Now LGBTQ workers across the United States are unequivocally protected from discrimination under federal law. But that is only the very beginning of what this opinion means. The logic of the opinion undermines almost every action of the Trump administration that has attacked LGBTQ people. Perhaps most important, the Bostock opinion undermines the nearly 350-page health-care rule encouraging discrimination against trans people that the Trump administration promulgated the Friday before the Court issued its Title VII opinion.

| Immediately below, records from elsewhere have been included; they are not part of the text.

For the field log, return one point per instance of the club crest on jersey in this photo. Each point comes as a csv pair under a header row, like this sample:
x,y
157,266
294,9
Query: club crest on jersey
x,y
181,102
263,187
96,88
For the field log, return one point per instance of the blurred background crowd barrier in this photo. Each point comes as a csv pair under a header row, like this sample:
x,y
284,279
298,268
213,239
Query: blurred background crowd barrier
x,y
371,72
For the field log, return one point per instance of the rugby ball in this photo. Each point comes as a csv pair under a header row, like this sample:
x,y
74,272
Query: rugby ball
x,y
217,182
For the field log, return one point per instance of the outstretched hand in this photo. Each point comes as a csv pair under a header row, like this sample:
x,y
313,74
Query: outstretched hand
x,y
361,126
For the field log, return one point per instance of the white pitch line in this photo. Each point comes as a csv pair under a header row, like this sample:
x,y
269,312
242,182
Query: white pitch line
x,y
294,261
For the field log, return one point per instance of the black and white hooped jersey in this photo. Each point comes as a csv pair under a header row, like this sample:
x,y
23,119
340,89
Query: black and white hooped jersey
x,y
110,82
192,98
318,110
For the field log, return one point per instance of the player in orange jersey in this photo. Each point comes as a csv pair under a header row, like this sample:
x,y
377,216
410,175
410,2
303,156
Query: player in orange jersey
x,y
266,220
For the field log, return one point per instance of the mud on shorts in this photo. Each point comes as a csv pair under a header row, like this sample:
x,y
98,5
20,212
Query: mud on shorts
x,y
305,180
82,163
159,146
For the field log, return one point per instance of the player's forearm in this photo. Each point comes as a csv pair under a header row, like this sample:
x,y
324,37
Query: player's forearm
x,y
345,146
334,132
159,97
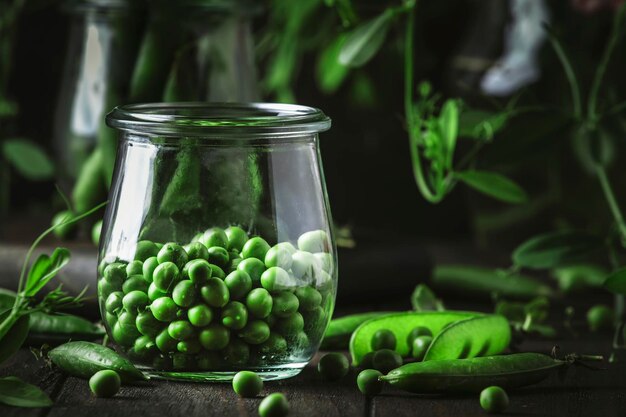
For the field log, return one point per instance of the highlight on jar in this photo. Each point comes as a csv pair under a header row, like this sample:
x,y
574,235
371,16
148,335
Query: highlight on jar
x,y
217,253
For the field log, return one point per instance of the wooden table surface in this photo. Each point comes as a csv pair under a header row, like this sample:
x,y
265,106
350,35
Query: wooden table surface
x,y
579,392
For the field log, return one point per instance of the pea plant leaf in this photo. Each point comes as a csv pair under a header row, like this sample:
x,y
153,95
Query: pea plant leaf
x,y
616,282
44,269
15,392
330,73
449,126
555,249
366,40
424,299
493,185
14,337
28,159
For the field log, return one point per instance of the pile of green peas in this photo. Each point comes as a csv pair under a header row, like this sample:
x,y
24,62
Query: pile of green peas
x,y
224,301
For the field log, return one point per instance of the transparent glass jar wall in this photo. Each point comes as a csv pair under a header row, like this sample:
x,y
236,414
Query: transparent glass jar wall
x,y
216,252
121,52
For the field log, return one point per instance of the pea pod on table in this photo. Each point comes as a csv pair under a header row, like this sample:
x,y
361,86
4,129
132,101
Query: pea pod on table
x,y
401,325
472,375
83,359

Filled with anti-trans rhetoric, the rule is premised on the idea that federal prohibitions on sex discrimination do not include LGBTQ people. Now wholly rejected by the Supreme Court, the rule’s anti-LGBTQ provisions should be completely unenforceable. The application of this decision will give trans people a chance at survival that we might not otherwise have been afforded.
In health care, in shelter, in employment, in education, the rates of discrimination against trans people are staggering. Particularly for black trans people, who experience the compounding effect of generations of systemic discrimination, white supremacy, and transphobia, institutional discrimination operates to deprive people of survival opportunities, funneling too many instead into poverty, criminalization, incarceration, and premature death. Indeed, we cannot live if we cannot access health care—including preventive care, emergency care, and gender-affirming care. I think about how had I not had access to gender-affirming surgery, which saved my life, I would not have made it through law school and onto the legal team defending our rights as trans people. If we are to lead the movements that intend to speak for us, we need the material conditions in place to thrive. The Bostock decision makes room for more of us to live and lead.